The original mean is given by
[tex] \displaystyle M = \dfrac{1}{N} \sum_{i=0}^N x_i [/tex]
The new mean is given by
[tex] \displaystyle M' = \dfrac{1}{N} \sum_{i=0}^N (x_i+c) = \dfrac{1}{N} \left(\sum_{i=0}^N x_i+Nc\right) = \dfrac{1}{N} \sum_{i=0}^N x_i + c = M + c[/tex]
So, the new mean is shifted by the same quantity.
This is true for the median as well: suppose the median has index [tex] \bar{k} = \left \lfloor \frac{N}{2} \right \rfloor [/tex], when all elements are arranged in increasing order.

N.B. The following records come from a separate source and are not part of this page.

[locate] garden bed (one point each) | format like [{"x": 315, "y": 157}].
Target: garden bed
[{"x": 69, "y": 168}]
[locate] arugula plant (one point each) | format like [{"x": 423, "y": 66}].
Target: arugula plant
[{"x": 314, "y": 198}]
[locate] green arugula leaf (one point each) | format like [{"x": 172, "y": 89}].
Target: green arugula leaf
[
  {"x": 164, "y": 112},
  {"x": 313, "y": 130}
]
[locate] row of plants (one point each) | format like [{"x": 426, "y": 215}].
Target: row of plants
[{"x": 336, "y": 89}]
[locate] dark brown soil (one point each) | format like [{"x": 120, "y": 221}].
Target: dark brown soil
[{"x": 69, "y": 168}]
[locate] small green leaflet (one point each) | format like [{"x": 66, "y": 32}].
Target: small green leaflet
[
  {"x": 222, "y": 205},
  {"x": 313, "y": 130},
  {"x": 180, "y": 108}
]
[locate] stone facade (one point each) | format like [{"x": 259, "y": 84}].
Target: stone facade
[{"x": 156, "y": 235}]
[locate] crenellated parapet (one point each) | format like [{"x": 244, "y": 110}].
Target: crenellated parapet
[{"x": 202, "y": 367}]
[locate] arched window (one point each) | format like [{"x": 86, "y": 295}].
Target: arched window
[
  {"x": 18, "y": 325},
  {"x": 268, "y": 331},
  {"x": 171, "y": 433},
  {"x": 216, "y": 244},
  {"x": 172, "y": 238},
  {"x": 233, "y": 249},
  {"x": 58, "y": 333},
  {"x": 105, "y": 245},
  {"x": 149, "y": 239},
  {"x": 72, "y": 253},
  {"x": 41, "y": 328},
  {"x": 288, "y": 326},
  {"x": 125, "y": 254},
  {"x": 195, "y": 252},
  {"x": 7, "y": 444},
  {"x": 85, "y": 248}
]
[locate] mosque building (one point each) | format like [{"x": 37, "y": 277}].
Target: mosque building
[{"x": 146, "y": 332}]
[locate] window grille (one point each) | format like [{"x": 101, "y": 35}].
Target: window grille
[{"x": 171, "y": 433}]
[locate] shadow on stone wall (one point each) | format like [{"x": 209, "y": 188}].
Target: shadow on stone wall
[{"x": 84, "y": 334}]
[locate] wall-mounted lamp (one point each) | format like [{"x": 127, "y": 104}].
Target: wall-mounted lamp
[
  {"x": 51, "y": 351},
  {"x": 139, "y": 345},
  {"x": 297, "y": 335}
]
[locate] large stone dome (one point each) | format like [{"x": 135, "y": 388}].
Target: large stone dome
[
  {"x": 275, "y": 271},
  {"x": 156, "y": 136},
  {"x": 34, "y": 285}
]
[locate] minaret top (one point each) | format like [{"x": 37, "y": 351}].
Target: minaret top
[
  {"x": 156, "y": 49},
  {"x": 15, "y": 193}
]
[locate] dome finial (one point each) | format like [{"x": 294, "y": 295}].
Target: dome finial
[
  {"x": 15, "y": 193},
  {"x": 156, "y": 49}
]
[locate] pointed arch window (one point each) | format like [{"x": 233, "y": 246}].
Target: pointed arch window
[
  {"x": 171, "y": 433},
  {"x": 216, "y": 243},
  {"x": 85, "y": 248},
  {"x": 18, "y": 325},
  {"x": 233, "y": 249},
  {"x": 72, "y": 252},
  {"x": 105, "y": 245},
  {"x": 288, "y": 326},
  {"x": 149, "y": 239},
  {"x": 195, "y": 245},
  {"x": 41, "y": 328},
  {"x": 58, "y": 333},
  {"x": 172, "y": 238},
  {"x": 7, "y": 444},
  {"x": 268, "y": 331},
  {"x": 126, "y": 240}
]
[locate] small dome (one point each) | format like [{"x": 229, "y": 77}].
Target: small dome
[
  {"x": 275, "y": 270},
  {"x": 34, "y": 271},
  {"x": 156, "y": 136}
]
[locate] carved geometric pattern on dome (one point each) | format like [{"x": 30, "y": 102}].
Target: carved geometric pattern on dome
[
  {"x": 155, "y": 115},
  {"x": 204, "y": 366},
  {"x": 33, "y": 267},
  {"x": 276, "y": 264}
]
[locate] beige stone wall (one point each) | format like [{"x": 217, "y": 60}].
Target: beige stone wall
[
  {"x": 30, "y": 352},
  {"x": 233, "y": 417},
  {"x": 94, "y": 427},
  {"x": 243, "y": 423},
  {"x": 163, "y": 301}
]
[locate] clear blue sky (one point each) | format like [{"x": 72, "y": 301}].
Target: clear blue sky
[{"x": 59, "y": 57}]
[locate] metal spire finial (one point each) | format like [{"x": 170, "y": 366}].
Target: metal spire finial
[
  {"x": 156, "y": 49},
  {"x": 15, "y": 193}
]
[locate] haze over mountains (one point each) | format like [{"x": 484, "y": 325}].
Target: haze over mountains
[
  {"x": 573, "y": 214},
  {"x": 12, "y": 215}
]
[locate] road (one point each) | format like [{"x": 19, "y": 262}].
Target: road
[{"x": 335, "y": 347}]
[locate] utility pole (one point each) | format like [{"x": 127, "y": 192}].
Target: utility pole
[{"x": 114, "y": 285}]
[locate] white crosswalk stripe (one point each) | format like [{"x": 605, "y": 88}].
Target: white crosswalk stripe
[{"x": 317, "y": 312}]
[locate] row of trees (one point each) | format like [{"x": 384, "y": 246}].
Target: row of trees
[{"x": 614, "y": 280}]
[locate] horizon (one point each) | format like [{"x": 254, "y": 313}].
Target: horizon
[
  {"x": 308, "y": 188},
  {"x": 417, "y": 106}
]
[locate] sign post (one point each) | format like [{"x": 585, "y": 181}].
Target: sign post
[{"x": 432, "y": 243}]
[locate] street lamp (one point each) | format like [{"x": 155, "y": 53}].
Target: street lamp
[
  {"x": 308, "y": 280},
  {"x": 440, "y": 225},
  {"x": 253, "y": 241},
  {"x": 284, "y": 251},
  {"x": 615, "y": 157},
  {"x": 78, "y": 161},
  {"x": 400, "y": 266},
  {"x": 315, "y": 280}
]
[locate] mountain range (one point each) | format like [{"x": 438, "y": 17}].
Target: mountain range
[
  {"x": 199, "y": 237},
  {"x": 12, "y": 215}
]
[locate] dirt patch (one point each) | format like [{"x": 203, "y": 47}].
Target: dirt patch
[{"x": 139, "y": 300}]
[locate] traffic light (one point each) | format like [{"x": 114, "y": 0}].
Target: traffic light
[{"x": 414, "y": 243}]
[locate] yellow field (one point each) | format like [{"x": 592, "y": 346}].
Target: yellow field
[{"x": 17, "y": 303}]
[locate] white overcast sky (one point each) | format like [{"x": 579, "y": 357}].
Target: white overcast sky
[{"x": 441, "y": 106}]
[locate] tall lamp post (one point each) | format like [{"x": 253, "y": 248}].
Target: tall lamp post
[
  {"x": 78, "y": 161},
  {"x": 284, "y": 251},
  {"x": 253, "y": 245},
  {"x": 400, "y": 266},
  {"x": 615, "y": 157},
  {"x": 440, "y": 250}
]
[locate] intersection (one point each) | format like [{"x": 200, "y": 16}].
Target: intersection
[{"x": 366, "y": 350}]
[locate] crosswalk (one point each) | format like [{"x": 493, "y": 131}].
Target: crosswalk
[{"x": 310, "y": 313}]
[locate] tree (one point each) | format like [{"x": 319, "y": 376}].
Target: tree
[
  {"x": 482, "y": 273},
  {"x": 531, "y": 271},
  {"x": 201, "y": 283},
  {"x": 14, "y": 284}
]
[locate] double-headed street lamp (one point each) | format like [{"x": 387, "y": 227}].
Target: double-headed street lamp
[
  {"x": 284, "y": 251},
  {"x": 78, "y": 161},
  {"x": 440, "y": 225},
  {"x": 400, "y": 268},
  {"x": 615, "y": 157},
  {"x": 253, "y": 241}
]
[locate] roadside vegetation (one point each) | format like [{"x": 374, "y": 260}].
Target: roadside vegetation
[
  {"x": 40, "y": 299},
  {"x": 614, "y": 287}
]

If you shift all elements by the same quantity, the former median will still be the same element, so the old median was shifted by the same quantity as well.
Example: Consider the dataset
[tex] 4, 5, 7, 8, 11 [/tex]
The mean is
[tex] \dfrac{4 + 5 + 7 + 8 + 11}{5} = \dfrac{35}{5} = 7 [/tex]
The median is the third element, so it's 7 as well.
Now, let's add 10 to every element: the dataset is
[tex] 14, 15, 17, 18, 21 [/tex]
The mean is
[tex] \dfrac{14 + 15 + 17 + 18 + 21}{5} = \dfrac{85}{5} = 17 [/tex]
The median is the third element, so it's 17 as well.
So, the new mean and median are also ten more than the old mean and median.